80二俣城の戦いの軍議(戦国、カケルのターン)
――元亀三年(一五七二)十月十六日。
武田信玄より、二俣城攻略の采配を任された武田勝頼は、わずか、一二〇〇の城兵を相手に、二七〇〇〇の圧倒的兵力で取り囲んだ。
武田方は、最後方に総大将の武田信玄、その、一歩手前に、総指揮を任された武田勝頼、右翼に、只来城を攻略して駆けつけた馬場春信、左翼に、内藤昌豊が陣を張った。
狙いの二俣城は天然の要害だ。天然の堀のように、天竜川と二俣川の合流する丘陵に二俣城は築かれている。
――勝頼の帷幕。
武田勝頼を中央に、囲むように絵図面を広げ、右に腹心の跡部勝資、左に土屋昌恒をはじめに、勝頼志隊八将が居並ぶ。
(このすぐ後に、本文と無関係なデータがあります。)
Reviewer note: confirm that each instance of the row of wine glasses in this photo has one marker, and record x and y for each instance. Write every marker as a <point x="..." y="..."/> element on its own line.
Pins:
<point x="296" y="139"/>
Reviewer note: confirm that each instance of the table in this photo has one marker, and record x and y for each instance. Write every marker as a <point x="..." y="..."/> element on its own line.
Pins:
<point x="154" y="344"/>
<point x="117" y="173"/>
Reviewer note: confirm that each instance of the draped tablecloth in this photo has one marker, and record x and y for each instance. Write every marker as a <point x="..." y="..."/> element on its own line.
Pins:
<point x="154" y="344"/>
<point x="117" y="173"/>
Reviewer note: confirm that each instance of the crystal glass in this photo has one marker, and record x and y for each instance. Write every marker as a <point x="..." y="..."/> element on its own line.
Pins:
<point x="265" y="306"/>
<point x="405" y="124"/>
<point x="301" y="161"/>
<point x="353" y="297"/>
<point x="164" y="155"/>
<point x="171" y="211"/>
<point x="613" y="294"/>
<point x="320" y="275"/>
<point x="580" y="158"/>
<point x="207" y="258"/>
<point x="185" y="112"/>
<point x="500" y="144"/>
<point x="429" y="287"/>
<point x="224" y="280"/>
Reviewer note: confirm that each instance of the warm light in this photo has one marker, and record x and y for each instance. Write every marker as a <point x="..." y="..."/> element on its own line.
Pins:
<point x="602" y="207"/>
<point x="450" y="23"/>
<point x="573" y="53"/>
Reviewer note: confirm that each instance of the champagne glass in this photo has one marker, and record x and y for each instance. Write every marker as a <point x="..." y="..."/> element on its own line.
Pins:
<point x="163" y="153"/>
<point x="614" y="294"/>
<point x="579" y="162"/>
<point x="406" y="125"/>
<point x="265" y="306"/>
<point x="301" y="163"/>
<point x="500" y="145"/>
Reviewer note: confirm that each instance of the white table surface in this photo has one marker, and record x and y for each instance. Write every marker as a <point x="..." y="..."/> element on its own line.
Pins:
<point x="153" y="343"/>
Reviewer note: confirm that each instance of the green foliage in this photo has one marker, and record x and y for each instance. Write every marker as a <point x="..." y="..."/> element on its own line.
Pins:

「馬場信春殿、内藤正豊殿、そろって、軍議に参加したいとの由、お越しになりました」
それを聞いた勝頼は、「チッ! 」と、指の爪を噛んだ。
「おお、これはこれは、武田四天王の両大将のお出まし、かたじけのうございます。さあさ、そちらへお掛けあれ」
と、跡部勝資が、勝頼志隊八将より下の末席へ促した。
「うむ! 」
馬場信春と、内藤昌豊は、武田四天王とうたわれる両名は、本来ならば、跡部勝資と、土屋昌恒と入れ替わりで両翼の席に案内されるところを、あきらかな、招かれざる客の扱いにも、眉一つ動かさずに、末席へ着いた。
跡部勝資が、指揮棒を振るって、
「それでは、軍議をおこなう」
徳川方の二俣城を守るのは、先の一言坂の戦いにおいて、あの本多忠勝と共に、武田の赤備え、山県昌景の攻撃を跳ね返した、なかなかの強者だ。
徳川家康の居城浜松城の補給線を一手にになう、この、要衝二俣城を任されるだけあって守将、中根正照は家康の信頼も厚い三河武士である。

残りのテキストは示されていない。